Steinberg: If Wright Flap "Is The Best They Can Do, They're In Trouble"

From Neil Steinberg's column in today's Sun-Times:

Rev. Billy Graham pooh-poohed the emerging civil rights movement, mocked peace protesters and sang amen to Richard Nixon's anti-Semitic slurs. Yet he is our nation's revered elder reverend. Rev. Jerry Falwell blamed the 9/11 attacks on American feminists and gays. Yet John McCain gave the commencement address at his Liberty University in 2006.

Most any clergyman will, over a career, utter comments ranging from ill-advised to idiotic. Which is why I have resisted -- until now -- the urgings of readers to weigh in on the controversy over Barack Obama's pastor, Rev. Jeremiah Wright. My initial reaction was, "Who cares?" But the issue continues to echo, so people must care.

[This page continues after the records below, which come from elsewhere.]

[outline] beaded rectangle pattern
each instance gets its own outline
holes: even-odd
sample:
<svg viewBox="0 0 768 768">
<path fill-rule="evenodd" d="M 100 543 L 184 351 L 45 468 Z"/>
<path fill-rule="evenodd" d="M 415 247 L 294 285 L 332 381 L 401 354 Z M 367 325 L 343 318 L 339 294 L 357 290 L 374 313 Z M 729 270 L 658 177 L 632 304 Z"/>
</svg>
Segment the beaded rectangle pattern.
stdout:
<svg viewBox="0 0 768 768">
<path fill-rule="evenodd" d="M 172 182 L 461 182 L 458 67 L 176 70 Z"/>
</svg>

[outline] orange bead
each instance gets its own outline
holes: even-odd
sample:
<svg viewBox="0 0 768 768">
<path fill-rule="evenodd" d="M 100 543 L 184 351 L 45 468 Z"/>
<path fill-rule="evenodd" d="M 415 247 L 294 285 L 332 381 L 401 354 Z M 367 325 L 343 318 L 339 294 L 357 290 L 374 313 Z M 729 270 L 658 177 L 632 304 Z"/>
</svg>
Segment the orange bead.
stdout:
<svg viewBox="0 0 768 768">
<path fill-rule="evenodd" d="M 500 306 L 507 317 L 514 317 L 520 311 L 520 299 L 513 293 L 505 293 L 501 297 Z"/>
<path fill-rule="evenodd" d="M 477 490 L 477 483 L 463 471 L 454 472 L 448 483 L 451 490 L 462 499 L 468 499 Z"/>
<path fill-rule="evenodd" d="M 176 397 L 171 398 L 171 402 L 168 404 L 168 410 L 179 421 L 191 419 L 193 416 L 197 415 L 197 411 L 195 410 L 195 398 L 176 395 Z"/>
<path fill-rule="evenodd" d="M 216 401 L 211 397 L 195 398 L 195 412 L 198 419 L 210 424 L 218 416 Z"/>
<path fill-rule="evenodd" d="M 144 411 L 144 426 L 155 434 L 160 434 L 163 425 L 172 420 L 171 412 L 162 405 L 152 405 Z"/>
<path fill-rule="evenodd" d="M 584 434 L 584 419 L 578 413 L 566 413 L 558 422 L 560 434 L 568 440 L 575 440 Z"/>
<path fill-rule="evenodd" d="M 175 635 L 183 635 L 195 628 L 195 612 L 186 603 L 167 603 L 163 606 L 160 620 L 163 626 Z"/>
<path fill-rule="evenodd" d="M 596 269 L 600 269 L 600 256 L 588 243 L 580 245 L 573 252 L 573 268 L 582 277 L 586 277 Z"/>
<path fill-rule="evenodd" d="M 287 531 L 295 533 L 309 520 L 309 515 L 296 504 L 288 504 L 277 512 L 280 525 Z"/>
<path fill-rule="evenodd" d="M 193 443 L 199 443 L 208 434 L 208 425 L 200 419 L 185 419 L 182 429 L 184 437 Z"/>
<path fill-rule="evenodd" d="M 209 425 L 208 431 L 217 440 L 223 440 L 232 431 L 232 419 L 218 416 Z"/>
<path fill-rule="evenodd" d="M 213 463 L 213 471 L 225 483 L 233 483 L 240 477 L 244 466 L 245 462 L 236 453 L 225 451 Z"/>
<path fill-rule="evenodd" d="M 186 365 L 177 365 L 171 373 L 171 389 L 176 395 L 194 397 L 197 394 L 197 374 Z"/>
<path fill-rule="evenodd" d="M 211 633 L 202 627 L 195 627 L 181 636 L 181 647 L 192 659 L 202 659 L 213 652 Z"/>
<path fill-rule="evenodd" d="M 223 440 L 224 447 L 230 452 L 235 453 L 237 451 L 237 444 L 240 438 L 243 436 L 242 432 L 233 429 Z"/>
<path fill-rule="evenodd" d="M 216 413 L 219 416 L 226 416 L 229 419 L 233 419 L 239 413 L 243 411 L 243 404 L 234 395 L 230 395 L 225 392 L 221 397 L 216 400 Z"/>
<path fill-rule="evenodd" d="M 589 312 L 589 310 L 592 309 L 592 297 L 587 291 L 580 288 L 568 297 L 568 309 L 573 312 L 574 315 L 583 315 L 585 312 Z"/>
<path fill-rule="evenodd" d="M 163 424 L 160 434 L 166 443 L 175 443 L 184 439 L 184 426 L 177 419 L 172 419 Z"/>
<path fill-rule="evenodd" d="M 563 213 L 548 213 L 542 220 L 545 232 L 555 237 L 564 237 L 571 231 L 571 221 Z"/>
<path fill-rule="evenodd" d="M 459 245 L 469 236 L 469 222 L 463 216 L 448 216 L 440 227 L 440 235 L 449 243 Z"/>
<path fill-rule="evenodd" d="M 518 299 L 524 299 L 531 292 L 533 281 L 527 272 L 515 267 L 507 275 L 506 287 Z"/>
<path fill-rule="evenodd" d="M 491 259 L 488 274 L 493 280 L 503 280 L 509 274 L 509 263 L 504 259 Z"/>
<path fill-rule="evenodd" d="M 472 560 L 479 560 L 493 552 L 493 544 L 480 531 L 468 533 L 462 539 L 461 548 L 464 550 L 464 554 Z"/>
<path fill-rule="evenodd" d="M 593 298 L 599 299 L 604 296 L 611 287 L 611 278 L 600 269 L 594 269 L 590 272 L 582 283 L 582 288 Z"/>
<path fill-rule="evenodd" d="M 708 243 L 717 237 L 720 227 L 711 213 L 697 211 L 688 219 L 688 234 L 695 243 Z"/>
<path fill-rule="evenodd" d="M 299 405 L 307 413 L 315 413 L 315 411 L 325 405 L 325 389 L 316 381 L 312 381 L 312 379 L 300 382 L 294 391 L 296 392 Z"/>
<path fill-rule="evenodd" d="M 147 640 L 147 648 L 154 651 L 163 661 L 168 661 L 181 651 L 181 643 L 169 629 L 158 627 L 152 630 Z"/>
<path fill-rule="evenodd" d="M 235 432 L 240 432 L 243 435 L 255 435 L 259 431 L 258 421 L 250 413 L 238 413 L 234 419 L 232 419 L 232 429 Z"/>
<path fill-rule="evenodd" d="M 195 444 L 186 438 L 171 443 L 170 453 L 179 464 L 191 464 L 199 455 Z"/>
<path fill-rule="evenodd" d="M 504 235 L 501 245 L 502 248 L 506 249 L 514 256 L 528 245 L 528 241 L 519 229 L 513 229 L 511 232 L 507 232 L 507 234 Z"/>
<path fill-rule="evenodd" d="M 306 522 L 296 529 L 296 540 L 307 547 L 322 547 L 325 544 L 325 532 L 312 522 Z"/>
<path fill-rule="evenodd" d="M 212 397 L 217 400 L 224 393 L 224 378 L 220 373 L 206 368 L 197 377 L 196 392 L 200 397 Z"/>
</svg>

Who? People already looking for something to bash Obama with, I'd say. If guilt by association with Wright is the best they can do, they're in trouble. Were Obama the standard hack, he'd have already dumped Wright. But he isn't, and he hasn't. Obama had the rare -- in my mind, courageous -- response of acting not like a politician, but likea real person. Who challenges their religious leader over dumb utterances? I've heard a lot of rabbis utter a lot of nonsense over the years and never once went up afterward to say, "What a load of b.s., rabbi." Only in political fairyland do you automatically denounce clergy for expressing an extreme opinion. In life, you squirm and move on.